Wednesday, February 13, 2013
The Protein Rule, and, What Would You Cook?
January 5, 2005 I established the following rules:
Prepare and cook all of my own food, so no fast food allowed was a given.
no foods excluded, including carbs, fats, candy, etc..
As long as I put the first three rules into place and kept my calories at 1200 approx., and I say "approximately" because I did not want to turn into the kind of person that journaled 8 calories for a carrot stick....but that's just me. I knew at around 1200 calories daily average the weight would fall off of me...and it did.
My reasons for listing my rules in this order is that I had a big interest in becoming a better cook, in fact a huge interest in becoming a really good cook! I had been taking cooking classes, at least once a week, if not twice and three times, for over 1 year. It occurred to me one night as I was attending yet another class that if I just spent the two hours at home cooking in my own kitchen, instead of sitting in a class room kitchen watching someone else cook I just might improve my own skills a little bit quicker! It was the last cooking class I ever went to.

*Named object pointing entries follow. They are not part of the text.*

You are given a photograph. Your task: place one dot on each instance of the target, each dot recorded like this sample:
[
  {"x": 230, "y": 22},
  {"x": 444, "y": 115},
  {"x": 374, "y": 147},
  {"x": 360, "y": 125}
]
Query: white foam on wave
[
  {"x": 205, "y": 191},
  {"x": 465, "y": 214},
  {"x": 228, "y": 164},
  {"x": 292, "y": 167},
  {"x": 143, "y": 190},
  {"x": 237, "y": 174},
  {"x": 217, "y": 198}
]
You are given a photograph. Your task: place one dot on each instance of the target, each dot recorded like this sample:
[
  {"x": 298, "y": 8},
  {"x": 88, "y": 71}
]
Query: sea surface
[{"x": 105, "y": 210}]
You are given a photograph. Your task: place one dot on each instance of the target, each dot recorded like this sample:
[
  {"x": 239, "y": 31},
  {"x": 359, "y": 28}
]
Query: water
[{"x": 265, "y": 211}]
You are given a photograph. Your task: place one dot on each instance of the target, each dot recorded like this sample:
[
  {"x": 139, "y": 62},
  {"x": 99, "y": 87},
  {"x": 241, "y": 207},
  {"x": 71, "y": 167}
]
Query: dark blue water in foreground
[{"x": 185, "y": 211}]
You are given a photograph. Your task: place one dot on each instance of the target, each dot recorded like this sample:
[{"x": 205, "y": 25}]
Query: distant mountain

Vegetables first. I like eating a lot of food and, until I don't, which I'm totally open to, I like the feeling of a full tummy. I knew with my new calorie guidelines the only way to increase the volume and portion sizes of my meals was to do it with the least calorie dense foods possible, and those foods are vegetables, plain and simple. Little did I know two other really cool things would happen! I felt healthier than ever, not just because I lost weight, but because of the nutritional value of the vegetables I ate regularly. And I pretty much know how recognize, prepare and cook any kind of vegetable my little heart desires! No more broccoli and cauliflower just because I didn't know anything else!

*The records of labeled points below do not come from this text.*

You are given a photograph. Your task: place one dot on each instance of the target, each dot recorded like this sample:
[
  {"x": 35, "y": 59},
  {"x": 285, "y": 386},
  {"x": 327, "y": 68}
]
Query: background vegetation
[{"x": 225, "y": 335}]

I also want to add that for two years I never bought an organic vegetable (on purpose). I regularly shopped at a Vietnamese and Mexican market close to my house because the selection was nicer and the prices where much, much less expensive. I'll write about how and why I did eventually start buying only organic, but I've come full circle and these days I buy a combination of both. I successfully lost over 100 lbs never buying organic vegetables.
Protein....ah, protein! Since I'm not a vegetarian, meat tops my list of proteins. Any kind of meat, and with my pressure cooker, any kind of cut of meat. Since I don't blame "fat" for making me fat I never buy lean cuts of meat for the sake that they are lean. If I buy something lean it's because I want that particular kind and cut of meat, but usually I buy the least lean 100% of the time. Fat is flavor and satiation, in my experience, and it hasn't let me down yet. I successfully lost over 100lbs never eating only lean cuts of meat.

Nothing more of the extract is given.